If elected, Joyce would be not only the youngest member of New York State Congress but also the first member of the Socialist Workers Party to hold national office since the early 20th century, according to his campaign manager Dan Fein.
Dressed like any Stern student in a dark suit and blue-striped tie, Joyce explained to WSN why the U.S. government is in need of a complete makeover.
"You can't really have both those who represent the workers and the ruling class in power [at the same time]," he said, his eyes flicking towards Fein as he outlined the SWP platform.
He said there is a need for a party for the working class, which he believes is not represented by either the Democrats or Republicans. He said that many Americans have become dissatisfied with both major parties.
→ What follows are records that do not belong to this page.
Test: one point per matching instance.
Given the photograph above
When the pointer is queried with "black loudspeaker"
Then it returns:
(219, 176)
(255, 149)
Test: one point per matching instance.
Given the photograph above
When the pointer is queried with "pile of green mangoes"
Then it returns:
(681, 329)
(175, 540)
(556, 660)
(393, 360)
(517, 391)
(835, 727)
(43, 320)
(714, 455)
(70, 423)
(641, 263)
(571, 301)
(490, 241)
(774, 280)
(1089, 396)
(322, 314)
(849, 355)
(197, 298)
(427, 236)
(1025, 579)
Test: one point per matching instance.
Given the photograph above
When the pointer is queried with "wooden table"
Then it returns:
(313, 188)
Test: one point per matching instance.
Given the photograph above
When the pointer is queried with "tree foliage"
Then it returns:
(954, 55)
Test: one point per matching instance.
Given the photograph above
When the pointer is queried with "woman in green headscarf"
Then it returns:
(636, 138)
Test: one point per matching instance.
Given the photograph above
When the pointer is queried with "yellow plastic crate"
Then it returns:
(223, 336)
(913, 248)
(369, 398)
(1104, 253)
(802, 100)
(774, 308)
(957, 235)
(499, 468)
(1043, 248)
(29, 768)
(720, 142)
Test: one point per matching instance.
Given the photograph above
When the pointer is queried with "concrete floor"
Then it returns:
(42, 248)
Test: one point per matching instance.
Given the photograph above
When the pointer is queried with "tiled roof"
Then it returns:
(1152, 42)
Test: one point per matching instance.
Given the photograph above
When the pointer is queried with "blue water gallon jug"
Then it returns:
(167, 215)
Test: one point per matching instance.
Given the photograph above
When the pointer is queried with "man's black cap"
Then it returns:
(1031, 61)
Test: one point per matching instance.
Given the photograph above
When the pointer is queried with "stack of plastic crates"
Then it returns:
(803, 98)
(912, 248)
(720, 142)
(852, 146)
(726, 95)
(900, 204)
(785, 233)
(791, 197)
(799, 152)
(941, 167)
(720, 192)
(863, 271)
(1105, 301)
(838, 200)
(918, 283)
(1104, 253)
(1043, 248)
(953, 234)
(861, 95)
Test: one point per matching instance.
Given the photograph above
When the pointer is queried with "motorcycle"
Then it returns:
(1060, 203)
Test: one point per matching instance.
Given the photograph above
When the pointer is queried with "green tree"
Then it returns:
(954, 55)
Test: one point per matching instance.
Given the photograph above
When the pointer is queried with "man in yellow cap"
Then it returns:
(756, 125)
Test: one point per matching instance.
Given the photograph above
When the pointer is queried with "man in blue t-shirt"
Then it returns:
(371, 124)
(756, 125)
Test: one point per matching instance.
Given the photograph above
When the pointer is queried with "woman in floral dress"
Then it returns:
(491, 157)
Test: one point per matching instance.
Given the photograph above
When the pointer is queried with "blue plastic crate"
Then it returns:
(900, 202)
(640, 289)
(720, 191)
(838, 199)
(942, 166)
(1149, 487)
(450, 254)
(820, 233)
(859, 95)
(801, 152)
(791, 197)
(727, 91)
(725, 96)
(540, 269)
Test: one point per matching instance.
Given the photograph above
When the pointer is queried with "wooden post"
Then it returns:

Despite undeniable odds against him, Joyce hopes that the dissatisfaction with the two-party system might direct voters toward the Socialist Workers Party and give him and his fellow SWP candidates a chance in the elections.
"I think we can really reach out broadly and make a successful campaign ... We run to win," he said.
And, he pointed out, his campaign offers something original: a focus on "concrete politics," not "personality campaigns that distract people from the real issues."
Although Joyce has no political experience, he became interested in politics in high school and in 2003 helped to organize a student walkout at his high school to oppose the U.S. invasion of Iraq.
The SWP's anti-war position was one of the issues that initially attracted Joyce to the party, which advocates complete withdrawal of U.S. troops not only from Iraq, but from "everywhere else they are stationed in Europe, the Mideast, Africa, Asia, the Pacific and the Americas," according to a pamphlet distributed by the campaign.
If elected, Joyce might not continue his studies at BMCC next year.
"I think I could prioritize being a congressman over being a student," he said with a grin.